Prediction Of Heart Disease Risk Using Supervised Learning

Analysis of the various risk factors associated with heart disease helps health care professionals to identify subjects with high risk of having heart disease. The objective of this project is to develop an Intelligent Heart Disease Risk Prediction System that uses the patient’s data to perform heart disease risk prediction.

The dataset I looked at is publicly available from the University of California, Irvine machine learning repository.
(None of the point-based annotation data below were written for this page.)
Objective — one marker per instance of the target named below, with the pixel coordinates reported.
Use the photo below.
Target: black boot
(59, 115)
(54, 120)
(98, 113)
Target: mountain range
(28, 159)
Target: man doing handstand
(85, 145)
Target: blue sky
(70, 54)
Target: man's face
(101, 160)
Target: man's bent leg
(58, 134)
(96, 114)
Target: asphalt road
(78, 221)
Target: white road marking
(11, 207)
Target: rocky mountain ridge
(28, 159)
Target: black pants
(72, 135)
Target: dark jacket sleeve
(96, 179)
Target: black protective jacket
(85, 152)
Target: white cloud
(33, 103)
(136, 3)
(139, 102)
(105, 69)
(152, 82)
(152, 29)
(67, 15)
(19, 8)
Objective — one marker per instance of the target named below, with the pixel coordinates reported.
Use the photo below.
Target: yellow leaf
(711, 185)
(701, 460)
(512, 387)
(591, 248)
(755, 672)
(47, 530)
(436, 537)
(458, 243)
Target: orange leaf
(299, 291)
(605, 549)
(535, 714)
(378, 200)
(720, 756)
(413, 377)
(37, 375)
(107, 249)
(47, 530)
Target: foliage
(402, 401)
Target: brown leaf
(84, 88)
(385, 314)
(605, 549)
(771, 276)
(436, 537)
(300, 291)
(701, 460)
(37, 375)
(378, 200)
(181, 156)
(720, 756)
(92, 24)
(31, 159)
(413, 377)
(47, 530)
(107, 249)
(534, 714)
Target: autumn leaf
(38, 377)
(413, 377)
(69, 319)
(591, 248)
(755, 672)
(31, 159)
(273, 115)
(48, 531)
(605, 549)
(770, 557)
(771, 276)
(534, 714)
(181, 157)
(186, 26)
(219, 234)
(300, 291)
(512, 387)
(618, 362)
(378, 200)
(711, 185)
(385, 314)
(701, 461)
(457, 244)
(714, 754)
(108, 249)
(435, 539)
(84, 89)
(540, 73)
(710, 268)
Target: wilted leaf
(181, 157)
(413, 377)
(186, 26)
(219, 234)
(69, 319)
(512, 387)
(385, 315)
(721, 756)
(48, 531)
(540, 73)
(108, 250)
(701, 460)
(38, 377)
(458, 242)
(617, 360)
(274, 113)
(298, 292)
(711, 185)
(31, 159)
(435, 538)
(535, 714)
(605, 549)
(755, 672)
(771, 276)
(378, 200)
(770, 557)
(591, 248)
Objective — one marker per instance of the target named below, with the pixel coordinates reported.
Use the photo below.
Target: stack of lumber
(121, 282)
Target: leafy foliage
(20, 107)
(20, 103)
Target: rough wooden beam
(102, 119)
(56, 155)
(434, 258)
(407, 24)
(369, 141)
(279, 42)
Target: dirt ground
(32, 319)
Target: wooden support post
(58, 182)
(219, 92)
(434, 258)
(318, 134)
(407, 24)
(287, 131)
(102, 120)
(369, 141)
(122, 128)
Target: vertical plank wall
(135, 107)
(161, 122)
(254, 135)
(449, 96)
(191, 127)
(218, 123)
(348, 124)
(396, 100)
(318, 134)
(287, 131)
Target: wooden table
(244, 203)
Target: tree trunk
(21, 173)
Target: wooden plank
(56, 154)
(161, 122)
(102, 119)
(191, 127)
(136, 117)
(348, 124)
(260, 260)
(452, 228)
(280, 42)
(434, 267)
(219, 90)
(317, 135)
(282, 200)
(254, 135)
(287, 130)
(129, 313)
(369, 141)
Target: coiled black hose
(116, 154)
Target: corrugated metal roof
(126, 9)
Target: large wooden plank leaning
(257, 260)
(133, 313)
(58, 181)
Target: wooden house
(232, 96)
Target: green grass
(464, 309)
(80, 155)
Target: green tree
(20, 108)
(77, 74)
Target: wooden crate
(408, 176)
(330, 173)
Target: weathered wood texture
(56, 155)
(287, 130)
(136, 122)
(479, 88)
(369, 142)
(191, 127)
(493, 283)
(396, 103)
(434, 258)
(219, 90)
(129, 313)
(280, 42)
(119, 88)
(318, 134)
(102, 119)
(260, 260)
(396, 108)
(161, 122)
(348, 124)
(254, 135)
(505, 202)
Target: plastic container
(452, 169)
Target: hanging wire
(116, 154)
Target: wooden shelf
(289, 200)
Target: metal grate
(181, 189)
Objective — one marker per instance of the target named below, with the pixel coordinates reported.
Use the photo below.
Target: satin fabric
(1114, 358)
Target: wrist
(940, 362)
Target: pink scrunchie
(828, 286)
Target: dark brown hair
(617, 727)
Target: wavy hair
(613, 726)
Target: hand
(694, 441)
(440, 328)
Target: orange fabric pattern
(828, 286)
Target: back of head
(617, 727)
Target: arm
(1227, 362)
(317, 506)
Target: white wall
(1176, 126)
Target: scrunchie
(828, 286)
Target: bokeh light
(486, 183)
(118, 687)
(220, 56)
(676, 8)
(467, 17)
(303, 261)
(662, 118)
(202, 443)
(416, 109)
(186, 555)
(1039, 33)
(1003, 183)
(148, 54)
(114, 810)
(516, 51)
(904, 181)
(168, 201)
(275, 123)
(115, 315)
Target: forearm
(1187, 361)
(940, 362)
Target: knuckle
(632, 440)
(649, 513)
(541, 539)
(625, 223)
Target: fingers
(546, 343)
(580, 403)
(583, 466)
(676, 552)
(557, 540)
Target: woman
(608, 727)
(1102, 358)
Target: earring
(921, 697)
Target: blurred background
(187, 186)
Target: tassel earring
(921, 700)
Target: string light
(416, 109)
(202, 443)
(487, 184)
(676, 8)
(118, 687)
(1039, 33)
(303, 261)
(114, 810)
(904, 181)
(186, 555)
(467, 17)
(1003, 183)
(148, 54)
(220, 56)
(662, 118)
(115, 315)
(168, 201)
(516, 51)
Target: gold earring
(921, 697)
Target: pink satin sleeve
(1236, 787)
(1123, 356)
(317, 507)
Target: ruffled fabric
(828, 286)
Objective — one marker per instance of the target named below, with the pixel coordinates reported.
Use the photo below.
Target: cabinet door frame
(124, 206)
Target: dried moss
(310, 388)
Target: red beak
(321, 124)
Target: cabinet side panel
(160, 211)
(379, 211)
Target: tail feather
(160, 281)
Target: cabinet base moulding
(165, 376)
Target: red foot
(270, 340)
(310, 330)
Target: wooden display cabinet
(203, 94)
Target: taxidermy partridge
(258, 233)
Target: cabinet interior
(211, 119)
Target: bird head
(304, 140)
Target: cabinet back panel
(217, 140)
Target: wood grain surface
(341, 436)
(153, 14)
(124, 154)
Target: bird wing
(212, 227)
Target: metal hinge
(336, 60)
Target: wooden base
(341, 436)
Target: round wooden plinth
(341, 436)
Risk factors associated with heart disease are age, blood pressure, smoking habit, total cholesterol, diabetes, family history of heart disease, etc. I considered the attributes in the following file for this study(http://archive.ics.uci.edu/ml/datasets/Heart+Disease).

To build my prediction model, I used supervised machine learning classifiers such as Logistic Regression, K Nearest Neighbour, Decision Trees, Random Forests, various Naive Baye’s implementations as well as Support Vector Machines.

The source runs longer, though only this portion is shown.